Note: You must be an administrator of Policy Packs to carry out these actions.

An introduction to Policy Packs

Policy Packs allow you to elegantly publish relevant parts of your ISMS in an easy to read way. It also allows those reading to demonstrate their compliance with the pack.

This could include policies, controls, processes and procedures, or other guidance (for ease we'll refer to all that content as ‘policies’ for the remainder of this guide). Your audience simply demonstrates they have read their relevant policies and, if you have asked them to, indicates their formal compliance by completing a To-Do set for them.

With fast-moving threats and changes to business regulation, dynamically updating your policies and ensuring compliance to amendments quickly is essential – Policy Packs makes that very easy!

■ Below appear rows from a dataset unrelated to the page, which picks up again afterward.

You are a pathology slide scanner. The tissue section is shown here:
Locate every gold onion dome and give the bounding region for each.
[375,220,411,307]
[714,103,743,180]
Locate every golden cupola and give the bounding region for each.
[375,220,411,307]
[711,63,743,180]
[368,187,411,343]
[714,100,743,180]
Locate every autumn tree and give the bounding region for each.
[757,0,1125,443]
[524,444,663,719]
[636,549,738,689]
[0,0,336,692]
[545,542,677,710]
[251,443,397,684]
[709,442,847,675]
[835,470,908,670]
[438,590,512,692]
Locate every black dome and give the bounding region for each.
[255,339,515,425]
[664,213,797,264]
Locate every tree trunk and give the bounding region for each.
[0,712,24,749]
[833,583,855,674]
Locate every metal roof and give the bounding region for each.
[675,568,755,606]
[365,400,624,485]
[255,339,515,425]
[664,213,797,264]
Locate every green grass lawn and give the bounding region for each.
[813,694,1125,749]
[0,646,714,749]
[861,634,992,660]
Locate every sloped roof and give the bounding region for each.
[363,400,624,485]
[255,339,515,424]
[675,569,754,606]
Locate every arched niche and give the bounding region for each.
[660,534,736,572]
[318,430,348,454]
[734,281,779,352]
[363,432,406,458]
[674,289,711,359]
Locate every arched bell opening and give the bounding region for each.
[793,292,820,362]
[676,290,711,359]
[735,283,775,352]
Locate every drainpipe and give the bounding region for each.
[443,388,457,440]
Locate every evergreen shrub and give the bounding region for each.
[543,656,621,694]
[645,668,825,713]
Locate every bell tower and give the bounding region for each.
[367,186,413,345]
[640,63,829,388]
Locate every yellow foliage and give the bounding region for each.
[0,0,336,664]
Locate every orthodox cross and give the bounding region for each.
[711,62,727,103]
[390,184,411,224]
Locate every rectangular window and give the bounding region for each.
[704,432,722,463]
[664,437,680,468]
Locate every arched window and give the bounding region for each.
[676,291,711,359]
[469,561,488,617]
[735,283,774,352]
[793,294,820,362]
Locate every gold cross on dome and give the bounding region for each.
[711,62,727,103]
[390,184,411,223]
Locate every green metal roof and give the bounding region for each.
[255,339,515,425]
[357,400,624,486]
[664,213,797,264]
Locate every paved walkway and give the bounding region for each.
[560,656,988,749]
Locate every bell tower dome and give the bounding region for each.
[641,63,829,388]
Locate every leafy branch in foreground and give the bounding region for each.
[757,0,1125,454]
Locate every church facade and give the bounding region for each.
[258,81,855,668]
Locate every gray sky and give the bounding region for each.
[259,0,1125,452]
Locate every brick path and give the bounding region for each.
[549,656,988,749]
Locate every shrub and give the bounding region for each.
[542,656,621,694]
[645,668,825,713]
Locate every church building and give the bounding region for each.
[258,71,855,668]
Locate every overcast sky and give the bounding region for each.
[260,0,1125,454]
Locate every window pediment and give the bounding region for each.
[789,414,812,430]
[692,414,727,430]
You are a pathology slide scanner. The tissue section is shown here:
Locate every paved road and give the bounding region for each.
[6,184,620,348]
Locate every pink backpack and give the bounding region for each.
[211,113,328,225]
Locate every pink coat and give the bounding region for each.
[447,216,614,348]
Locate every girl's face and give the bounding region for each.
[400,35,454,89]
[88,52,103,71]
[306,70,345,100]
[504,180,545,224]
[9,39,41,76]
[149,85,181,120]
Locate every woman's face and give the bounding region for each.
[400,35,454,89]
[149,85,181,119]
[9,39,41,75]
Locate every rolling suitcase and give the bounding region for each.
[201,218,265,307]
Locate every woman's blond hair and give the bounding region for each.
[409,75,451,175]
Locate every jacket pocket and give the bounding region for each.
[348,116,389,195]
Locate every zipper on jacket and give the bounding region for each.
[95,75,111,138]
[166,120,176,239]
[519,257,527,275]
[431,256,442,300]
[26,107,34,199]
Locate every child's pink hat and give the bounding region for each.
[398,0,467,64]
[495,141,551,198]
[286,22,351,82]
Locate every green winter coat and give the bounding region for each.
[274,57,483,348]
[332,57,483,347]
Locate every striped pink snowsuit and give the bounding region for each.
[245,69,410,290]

Navigating to Policy Packs

Find ‘Policy Packs’ in the Work menu on your main navigation bar. This will bring you to the ‘Policy Packs Administration Dashboard’.

How to create a new policy pack

From the Policy Packs Dashboard, click on the Policy Packs tab.

This screen will show you all your existing packs, with a green column for each pack. To the right of all existing packs you'll find the ‘New Policy Pack’ button, click this.

You'll be asked to give your policy pack an appropriate name, once done click ‘Create Policy Pack’.

To edit a Policy Pack’s name later, click ‘Edit Pack name’ in the ‘Actions’ dropdown menu. Give your Policy Pack an appropriate name and then click ‘Save’.

Add Policies to a Policy Pack

    Policy Packs come pre-configured with all the policies and controls from your ISO 27001 Policies and Controls Project available to include. Simply tick those that are relevant to each pack you have. For example, we include all the policies around secure development for our Development and Production teams but we don't add those to the packs we have for Sales and Marketing.


If you have other Projects in your ISMS that you'd like to include with polices packs, e.g. documented operating procedures or other standards you are following like ISO 22301 or NIST then this guide will show you how to add more Projects to the pack.

Note: Please ensure that activity areas have contents in notes when creating new policies as only activities with a note can be marked as read when you roll out policy packs to your audience.

Select Policies that are ‘default’ to all Policy Packs

    You may have some policies you want all staff to read (e.g. A.6.2.1 Mobile Device Policy), rather than add that policy into each pack tick the box in the grey column headed ‘Select Policies everyone needs to know'.

Add or remove Policies to a specific Policy Pack

    On the ‘Policy Packs Administration’ page, identify the column for the Project that you would like to edit.

Click the boxes, to enable or disable the policies that you would like to the individual policy pack.

Note: Disabling a policy in the policy pack list would automatically remove it from the policy pack and as a result, all progress and history that occurred in that policy would be wiped out.